Jesse: M418 may be the most human piece of art. It is has the steady pulse of an assembly line or a freeway, but entirely organic. The patterns that comprise M418 have the life of a breath, gradually rising and falling. Phrases build gradually over time. The repetition and overlapping of phrases form patterns that interweave themselves and become much more complex than they would be on their own. The phrases are economical, not overly complex, but add up to a gestalt-y percussive sense of movement and poly-rhythm. There is an added sense of variation in tempo that I can only describe as human error, although hardly detectable, which adds to the celebratory and joyful nature of this work.

There is additional variety in the voices of the different instruments. The attack of a voice is different from a woodwind, from the mallet instrument or a stringed instrument. This variety is haptic, and you can feel your attention shift between these contrasting tonal qualities or textures. In this way the focal point is continually shifting, as no one instrument takes the lead, but gradually swells and falls like the others. Perhaps the most steady or continuous element is the mallet instrument that forms a sort of rhythmic framing for the piece.

It makes me wonder how I can translate that much hope life, change and dynamic breath into my own work. M418 makes it readily apparent how static or fixed imagery can be in other art works. How do you allow for more than one access point for viewer? More than one interpretation? More that one response? I go back to the thought of the adaptability of this piece of music, and its ability to fit in any context. M418 says it without saying too much.
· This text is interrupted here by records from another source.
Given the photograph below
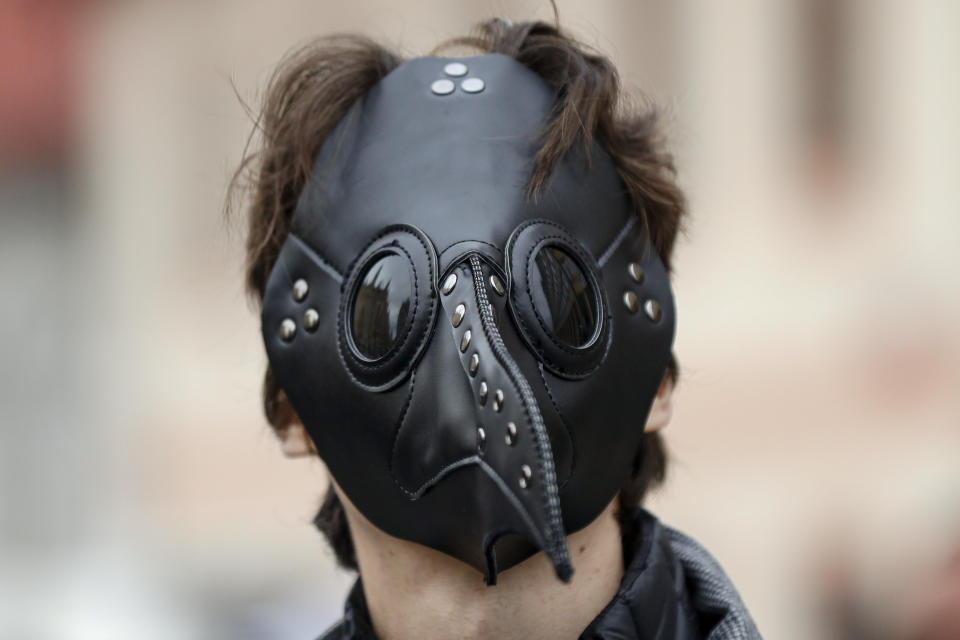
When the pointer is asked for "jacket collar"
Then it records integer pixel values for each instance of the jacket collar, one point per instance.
(672, 589)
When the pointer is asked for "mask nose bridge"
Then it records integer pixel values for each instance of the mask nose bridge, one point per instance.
(459, 252)
(514, 450)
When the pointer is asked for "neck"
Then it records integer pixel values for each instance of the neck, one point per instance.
(413, 591)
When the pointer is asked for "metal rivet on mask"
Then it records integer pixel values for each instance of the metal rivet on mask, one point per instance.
(652, 308)
(498, 400)
(474, 364)
(443, 87)
(449, 284)
(311, 319)
(458, 314)
(288, 329)
(300, 289)
(511, 434)
(472, 85)
(455, 69)
(525, 474)
(497, 284)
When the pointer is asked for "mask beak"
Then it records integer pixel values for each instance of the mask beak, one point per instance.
(514, 449)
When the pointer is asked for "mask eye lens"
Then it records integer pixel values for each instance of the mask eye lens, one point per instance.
(381, 306)
(563, 297)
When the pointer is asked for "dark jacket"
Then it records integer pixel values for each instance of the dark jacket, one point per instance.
(672, 589)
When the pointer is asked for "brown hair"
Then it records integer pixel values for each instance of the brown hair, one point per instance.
(312, 89)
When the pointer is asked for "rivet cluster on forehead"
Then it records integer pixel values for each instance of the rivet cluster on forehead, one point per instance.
(446, 86)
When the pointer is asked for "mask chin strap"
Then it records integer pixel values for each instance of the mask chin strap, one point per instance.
(515, 450)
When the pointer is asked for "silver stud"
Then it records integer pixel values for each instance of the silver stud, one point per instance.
(652, 308)
(511, 434)
(443, 87)
(288, 329)
(458, 314)
(498, 400)
(300, 289)
(456, 69)
(449, 284)
(525, 474)
(474, 364)
(311, 319)
(497, 284)
(472, 85)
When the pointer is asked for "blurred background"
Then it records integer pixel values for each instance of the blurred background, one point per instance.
(816, 439)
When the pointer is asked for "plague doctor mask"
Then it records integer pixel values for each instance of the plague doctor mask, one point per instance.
(474, 365)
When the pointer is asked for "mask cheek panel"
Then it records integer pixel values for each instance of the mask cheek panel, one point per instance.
(347, 423)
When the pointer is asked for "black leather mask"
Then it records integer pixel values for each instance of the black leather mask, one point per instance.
(474, 366)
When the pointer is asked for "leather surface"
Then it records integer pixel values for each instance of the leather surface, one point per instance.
(440, 179)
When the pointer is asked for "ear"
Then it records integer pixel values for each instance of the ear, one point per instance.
(662, 409)
(295, 442)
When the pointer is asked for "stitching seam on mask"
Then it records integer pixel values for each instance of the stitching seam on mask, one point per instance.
(556, 541)
(462, 462)
(566, 425)
(314, 255)
(606, 255)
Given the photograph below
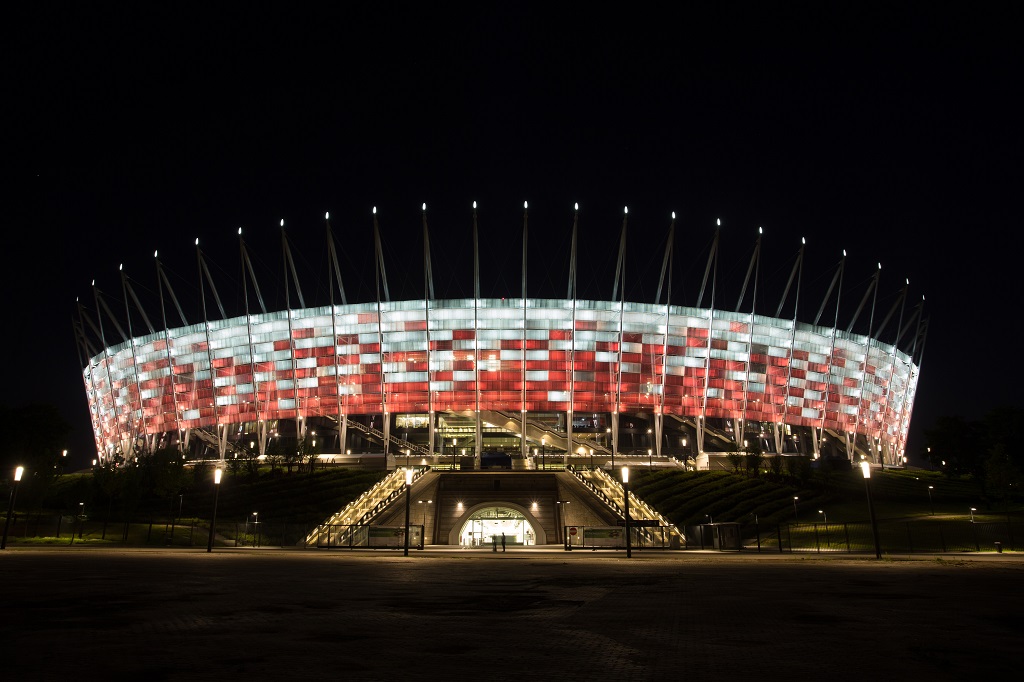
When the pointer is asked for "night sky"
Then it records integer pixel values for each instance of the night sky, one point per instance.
(891, 132)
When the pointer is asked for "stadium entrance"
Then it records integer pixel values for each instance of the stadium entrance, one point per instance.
(484, 528)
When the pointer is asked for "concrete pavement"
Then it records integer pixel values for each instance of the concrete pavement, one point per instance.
(528, 613)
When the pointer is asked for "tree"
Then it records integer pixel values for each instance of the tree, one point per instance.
(36, 439)
(1003, 475)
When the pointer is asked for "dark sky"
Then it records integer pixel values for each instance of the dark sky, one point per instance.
(891, 132)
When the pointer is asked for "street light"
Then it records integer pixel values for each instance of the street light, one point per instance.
(626, 495)
(423, 516)
(217, 473)
(409, 485)
(865, 469)
(10, 505)
(565, 522)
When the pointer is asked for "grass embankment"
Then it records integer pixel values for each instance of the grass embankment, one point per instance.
(689, 498)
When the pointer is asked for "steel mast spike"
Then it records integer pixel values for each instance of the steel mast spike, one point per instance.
(428, 295)
(333, 271)
(221, 438)
(183, 435)
(522, 405)
(258, 414)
I might be able to relate a couple of visual artists that evoke similar responses or share some characteristics to M418. I'm not sure if they approach the same totality of vision of M418, however. In the sense of the breath or life in M418, the artist
Oscar Munoz evokes a similar feeling; of ephemera, life/death and impermanence. And in the sense of economy and distilling a phrase down to its most basic blocks that point to something greater, I think of the artist Piet Mondrian.

Michael: I’ve always loved records that were pieced together unnaturally with special effects like overdubbing, editing, looping and time-stretching. These records are like animation, depicting sound events that never actually took place and creating surreal visuals - alien landscapes, amorphous nebulae… I can love a real-time recording of a performance - a good hard-bop record, for instance, can conjure a thousand emotions - but the visual is always that of musicians playing instruments in a room. Strangely, Music for 18 Musicians actually IS a recording of musicians (guess how many!) playing instruments in a room, but it conjures images that are incredibly alien and abstract. There’s something spatial to this music, something that allows Jesse to point to specific sounds. And without any imposing programmatic elements (I’m glad this piece isn’t called “Visions of Manhattan” or “Requiem for Gettysburg” or something like that) the inescapable visual element, created by each listener, is always new and changing.